Doch sind wir weit davon entfernt, dass wir alle und jederzeit den Zuruf des Apostels an die Philipper verwirklichen: «Freut euch im Herrn allezeit!» (Phil 4,4), den er in einem Augenblick niedergeschrieben hat, als seine Umstände alles andere als erfreulich waren. Um eine völlige Freude besitzen zu können, werden uns im Wort verschiedene Bedingungen gestellt, von denen wir hier drei anführen wollen.

1. Gehorsam

«Wenn ihr meine Gebote haltet, so werdet ihr in meiner Liebe bleiben, wie ich die Gebote meines Vaters gehalten habe und in seiner Liebe bleibe. Dies habe ich zu euch geredet, damit meine Freude in euch sei und eure Freude völlig werde» (Joh 15,10.11).

Ungehorsam ist ein Hindernis für die Freude. Die Kinder sind Beispiele dafür. Ein normales Kind, das unfolgsam war, ist nicht glücklich, bis es den Eltern sein Vergehen bekannt hat. Auch wir können es nicht sein, solange die Frage unserer Sünden und unserer Verfehlungen vor unserem Vater nicht geregelt ist. Haben wir es aber getan, so können wir bitten, wie David in Psalm 51,14: «Lass mir wiederkehren die Freude deines Heils», und Er wird uns erhören.

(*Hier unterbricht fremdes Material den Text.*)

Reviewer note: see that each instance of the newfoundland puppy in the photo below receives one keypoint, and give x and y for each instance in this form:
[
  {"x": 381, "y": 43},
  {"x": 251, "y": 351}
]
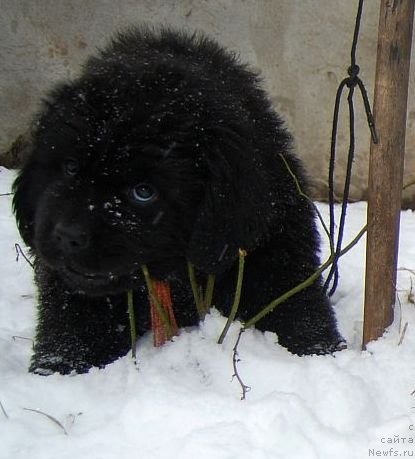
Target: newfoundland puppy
[{"x": 165, "y": 150}]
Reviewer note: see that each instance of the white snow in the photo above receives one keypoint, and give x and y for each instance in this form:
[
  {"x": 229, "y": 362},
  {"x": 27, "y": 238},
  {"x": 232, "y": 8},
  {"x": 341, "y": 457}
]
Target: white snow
[{"x": 182, "y": 401}]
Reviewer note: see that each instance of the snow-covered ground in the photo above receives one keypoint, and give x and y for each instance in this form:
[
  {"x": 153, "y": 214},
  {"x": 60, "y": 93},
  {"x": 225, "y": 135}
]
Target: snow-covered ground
[{"x": 182, "y": 401}]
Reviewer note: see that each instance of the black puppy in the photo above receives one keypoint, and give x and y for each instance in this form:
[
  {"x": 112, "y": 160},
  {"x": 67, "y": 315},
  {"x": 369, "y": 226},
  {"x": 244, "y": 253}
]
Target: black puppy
[{"x": 165, "y": 150}]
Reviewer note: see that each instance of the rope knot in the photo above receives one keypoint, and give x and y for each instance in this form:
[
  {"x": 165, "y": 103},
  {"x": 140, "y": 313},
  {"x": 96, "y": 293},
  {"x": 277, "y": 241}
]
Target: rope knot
[{"x": 353, "y": 72}]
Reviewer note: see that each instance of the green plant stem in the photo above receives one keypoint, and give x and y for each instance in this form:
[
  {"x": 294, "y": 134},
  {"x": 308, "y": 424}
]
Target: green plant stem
[
  {"x": 270, "y": 307},
  {"x": 161, "y": 311},
  {"x": 196, "y": 291},
  {"x": 131, "y": 315},
  {"x": 237, "y": 298},
  {"x": 210, "y": 285},
  {"x": 301, "y": 193}
]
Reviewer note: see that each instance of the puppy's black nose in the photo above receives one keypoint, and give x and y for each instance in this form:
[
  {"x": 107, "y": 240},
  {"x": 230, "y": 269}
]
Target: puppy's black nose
[{"x": 70, "y": 238}]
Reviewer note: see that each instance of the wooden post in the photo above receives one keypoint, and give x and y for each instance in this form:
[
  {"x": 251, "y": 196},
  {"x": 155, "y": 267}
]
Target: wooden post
[{"x": 386, "y": 164}]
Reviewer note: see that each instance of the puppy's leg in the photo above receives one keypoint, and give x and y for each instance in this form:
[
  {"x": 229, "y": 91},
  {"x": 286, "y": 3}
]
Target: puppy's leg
[
  {"x": 305, "y": 324},
  {"x": 76, "y": 332}
]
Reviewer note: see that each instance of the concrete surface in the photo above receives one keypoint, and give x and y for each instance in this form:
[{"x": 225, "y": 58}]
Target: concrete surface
[{"x": 302, "y": 48}]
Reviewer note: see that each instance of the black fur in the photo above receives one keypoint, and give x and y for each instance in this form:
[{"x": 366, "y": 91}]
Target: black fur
[{"x": 186, "y": 120}]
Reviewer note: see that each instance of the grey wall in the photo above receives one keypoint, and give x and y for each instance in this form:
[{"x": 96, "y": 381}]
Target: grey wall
[{"x": 302, "y": 48}]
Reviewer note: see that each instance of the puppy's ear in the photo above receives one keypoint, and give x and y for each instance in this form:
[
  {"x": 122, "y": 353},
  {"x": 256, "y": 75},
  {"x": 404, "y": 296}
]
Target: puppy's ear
[
  {"x": 25, "y": 195},
  {"x": 238, "y": 207}
]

Diese völlige Freude als Ergebnis des Gehorsams, war sie nicht die Freude des Herrn selbst, der zu den Seinen sagt: … damit meine Freude in euch sei»?

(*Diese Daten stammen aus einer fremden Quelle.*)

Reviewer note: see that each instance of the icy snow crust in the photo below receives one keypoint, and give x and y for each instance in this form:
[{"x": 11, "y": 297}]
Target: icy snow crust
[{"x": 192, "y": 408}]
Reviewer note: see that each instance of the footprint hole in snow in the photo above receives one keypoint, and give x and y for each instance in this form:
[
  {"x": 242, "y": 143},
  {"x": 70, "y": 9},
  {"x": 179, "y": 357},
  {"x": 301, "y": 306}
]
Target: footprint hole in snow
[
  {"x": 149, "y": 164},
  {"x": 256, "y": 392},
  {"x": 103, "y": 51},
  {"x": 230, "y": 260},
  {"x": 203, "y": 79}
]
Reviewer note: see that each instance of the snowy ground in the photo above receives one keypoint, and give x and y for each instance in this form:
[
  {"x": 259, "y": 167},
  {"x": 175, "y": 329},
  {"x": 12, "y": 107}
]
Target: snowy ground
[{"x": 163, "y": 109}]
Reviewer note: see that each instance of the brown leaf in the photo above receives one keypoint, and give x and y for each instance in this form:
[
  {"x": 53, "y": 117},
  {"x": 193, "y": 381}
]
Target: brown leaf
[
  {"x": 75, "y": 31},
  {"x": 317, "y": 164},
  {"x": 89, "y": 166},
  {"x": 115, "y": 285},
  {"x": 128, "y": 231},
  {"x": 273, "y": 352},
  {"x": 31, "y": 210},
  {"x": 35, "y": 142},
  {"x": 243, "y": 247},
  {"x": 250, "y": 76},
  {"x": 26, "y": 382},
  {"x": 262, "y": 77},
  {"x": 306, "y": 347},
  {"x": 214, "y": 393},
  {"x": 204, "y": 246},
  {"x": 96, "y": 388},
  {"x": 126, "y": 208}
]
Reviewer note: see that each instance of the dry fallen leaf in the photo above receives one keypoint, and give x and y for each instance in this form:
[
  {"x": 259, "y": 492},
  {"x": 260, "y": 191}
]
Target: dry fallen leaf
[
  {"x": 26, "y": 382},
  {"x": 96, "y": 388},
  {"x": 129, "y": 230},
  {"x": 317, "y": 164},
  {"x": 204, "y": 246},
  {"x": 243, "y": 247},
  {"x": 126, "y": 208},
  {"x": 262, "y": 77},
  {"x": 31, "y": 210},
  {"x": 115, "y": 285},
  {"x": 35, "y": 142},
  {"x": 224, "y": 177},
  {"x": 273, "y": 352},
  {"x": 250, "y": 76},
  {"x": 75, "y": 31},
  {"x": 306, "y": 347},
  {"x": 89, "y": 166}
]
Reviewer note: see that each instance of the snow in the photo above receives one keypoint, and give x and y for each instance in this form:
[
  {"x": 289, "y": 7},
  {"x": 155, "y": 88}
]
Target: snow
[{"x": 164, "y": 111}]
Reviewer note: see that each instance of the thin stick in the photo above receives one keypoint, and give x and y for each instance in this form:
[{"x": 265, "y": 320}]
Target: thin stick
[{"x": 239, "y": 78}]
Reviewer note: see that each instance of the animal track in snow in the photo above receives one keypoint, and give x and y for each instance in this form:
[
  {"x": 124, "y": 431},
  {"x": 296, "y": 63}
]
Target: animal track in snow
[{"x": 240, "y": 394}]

Seine Freude. Die Freude des Menschen, der gehorsam war bis zum Tod, ja zum Tod am Kreuz. Die Freude des Anfängers und Vollenders des Glaubens, «der, die Schande nicht achtend, für die vor ihm liegende Freude das Kreuz erduldete» (Heb 12,2). Sollte es eine Freude geben, die jene übertreffen könnte, die Er mit uns teilen will, die aber den Gehorsam zur Voraussetzung hat? Ist es auch unsere Lust, das zu tun, was zum Wohlgefallen seines Vaters ist, und ist sein Wort «im Innern unseres Herzens» (Ps 40,9)?

2. Abhängigkeit

Die zweite Bedingung zum Genuss einer völligen Freude ist die Abhängigkeit: «Bittet, und ihr werdet empfangen, damit eure Freude völlig sei» (Joh 16,24).

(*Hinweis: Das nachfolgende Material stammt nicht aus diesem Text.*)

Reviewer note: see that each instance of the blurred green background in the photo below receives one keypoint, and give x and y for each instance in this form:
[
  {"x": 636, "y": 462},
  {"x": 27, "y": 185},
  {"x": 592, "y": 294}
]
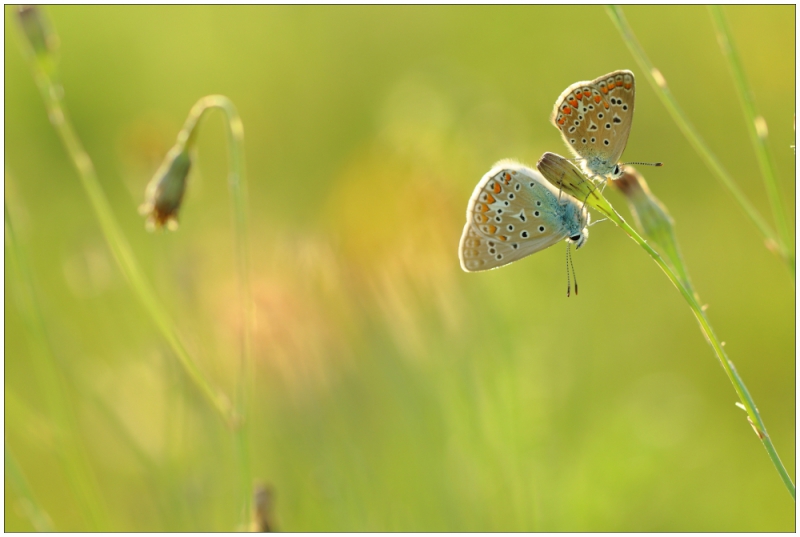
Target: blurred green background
[{"x": 394, "y": 391}]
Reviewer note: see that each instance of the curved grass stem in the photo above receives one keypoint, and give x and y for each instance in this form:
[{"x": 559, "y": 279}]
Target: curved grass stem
[
  {"x": 756, "y": 127},
  {"x": 656, "y": 80},
  {"x": 52, "y": 94}
]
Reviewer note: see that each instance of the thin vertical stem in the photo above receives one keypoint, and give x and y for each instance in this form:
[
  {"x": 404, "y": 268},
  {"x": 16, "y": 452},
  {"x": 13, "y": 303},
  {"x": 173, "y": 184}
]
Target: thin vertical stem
[
  {"x": 659, "y": 84},
  {"x": 238, "y": 188},
  {"x": 52, "y": 94},
  {"x": 730, "y": 370},
  {"x": 69, "y": 449},
  {"x": 756, "y": 127}
]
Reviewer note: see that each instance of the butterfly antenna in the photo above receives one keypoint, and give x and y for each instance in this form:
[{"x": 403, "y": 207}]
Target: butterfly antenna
[
  {"x": 574, "y": 276},
  {"x": 657, "y": 164}
]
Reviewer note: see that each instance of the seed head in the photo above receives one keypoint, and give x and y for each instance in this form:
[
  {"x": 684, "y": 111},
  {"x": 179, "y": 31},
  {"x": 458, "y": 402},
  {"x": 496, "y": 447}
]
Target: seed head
[{"x": 165, "y": 191}]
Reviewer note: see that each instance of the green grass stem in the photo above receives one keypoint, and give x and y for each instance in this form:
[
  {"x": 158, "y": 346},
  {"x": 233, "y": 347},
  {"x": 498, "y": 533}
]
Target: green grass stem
[
  {"x": 564, "y": 174},
  {"x": 49, "y": 376},
  {"x": 756, "y": 127},
  {"x": 657, "y": 81},
  {"x": 238, "y": 188},
  {"x": 52, "y": 94}
]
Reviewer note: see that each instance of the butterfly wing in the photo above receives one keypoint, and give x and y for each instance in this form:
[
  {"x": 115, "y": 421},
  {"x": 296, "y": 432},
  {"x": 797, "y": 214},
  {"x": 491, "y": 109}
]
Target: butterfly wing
[
  {"x": 512, "y": 213},
  {"x": 595, "y": 119}
]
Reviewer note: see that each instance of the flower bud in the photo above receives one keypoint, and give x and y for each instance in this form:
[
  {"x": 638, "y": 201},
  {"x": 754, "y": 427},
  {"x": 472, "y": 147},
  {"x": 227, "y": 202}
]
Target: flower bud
[{"x": 165, "y": 191}]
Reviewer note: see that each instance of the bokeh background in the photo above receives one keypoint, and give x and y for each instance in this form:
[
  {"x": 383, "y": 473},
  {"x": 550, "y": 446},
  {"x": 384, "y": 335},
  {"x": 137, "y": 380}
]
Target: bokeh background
[{"x": 394, "y": 391}]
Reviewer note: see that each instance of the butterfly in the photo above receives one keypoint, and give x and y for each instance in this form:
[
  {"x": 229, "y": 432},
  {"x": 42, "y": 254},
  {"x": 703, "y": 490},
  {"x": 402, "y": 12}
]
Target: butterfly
[
  {"x": 595, "y": 119},
  {"x": 514, "y": 212}
]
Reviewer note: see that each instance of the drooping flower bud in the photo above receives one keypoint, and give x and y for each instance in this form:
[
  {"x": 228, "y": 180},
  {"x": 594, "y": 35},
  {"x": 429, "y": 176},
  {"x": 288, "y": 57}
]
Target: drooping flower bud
[
  {"x": 652, "y": 218},
  {"x": 165, "y": 190}
]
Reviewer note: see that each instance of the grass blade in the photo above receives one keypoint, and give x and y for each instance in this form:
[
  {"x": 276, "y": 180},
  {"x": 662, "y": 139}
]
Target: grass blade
[
  {"x": 756, "y": 127},
  {"x": 659, "y": 84}
]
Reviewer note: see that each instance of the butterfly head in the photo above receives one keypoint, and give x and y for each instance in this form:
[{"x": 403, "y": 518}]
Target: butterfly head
[{"x": 579, "y": 239}]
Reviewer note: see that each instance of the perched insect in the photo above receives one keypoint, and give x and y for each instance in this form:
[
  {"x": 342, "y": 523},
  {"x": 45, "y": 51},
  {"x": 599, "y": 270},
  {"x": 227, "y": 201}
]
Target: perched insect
[
  {"x": 515, "y": 212},
  {"x": 595, "y": 119}
]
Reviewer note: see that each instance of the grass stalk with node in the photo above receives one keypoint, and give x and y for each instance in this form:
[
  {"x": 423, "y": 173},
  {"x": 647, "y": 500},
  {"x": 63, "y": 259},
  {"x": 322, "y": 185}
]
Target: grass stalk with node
[{"x": 565, "y": 175}]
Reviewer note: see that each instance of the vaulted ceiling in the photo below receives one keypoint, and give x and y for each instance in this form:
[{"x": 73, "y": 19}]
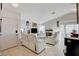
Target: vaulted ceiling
[{"x": 42, "y": 12}]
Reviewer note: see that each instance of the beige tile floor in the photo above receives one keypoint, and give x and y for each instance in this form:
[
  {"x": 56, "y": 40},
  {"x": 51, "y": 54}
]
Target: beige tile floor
[{"x": 22, "y": 51}]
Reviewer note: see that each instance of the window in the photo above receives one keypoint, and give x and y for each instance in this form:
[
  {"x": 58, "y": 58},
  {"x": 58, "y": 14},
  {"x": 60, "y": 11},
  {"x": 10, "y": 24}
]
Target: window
[{"x": 0, "y": 25}]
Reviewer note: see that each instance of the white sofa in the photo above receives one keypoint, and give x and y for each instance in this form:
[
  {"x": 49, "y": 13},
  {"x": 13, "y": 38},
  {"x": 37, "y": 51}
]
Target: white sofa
[{"x": 52, "y": 39}]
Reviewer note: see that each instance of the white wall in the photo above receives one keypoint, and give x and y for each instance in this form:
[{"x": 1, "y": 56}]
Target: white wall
[{"x": 65, "y": 19}]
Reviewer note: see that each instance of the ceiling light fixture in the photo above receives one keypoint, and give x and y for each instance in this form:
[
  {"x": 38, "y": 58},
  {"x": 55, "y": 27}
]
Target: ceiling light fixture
[
  {"x": 53, "y": 12},
  {"x": 15, "y": 5}
]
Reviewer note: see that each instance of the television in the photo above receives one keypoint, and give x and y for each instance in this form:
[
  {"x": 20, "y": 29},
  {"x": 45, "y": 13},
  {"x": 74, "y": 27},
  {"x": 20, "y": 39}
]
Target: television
[{"x": 34, "y": 30}]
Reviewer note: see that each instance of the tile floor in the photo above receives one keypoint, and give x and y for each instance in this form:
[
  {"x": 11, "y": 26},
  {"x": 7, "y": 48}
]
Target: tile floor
[{"x": 22, "y": 51}]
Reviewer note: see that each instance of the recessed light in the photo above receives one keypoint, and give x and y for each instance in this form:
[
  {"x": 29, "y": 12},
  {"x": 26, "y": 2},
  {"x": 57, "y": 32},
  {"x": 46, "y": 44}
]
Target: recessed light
[{"x": 15, "y": 5}]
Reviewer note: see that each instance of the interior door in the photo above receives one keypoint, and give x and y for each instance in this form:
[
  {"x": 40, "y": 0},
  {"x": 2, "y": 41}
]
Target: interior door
[{"x": 8, "y": 36}]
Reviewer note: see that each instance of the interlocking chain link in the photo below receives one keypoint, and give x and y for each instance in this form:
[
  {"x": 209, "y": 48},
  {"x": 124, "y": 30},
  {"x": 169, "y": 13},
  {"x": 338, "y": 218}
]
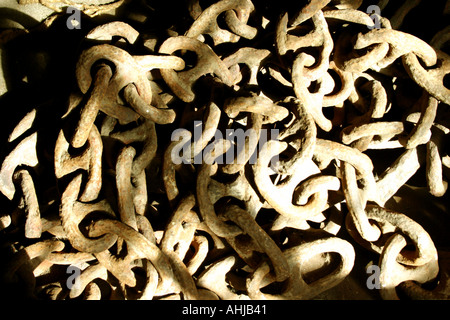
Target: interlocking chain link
[{"x": 320, "y": 88}]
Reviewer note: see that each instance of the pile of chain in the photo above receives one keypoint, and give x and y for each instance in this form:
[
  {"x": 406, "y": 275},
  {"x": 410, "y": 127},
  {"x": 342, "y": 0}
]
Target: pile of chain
[{"x": 136, "y": 224}]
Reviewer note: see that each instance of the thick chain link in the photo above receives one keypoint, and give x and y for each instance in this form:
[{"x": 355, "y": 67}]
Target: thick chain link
[{"x": 233, "y": 227}]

Nachdem der Apostel den Philippern gesagt hat: «Freut euch im Herrn allezeit! Wiederum will ich sagen: Freut euch!» (Phil 4,4), zeigt er ihnen, dass das Mittel, um zu dieser Freude zu gelangen, in der Abhängigkeit besteht: «Lasst eure Milde kundwerden allen Menschen; der Herr ist nahe. Seid um nichts besorgt, sondern in allem lasst durch Gebet und Flehen mit Danksagung eure Anliegen vor Gott kundwerden.» Milde, Nähe des Herrn, stilles, ruhiges Warten auf die Antwort, die Gott auf unser Gebet und Flehen geben wird – das sind die Wesenszüge eines abhängigen Menschen und die Quelle einer völligen Freude. In welchem Mass praktizieren wir dies? Sind unsere Beunruhigungen nicht sehr oft ein Hindernis für unsere Freude?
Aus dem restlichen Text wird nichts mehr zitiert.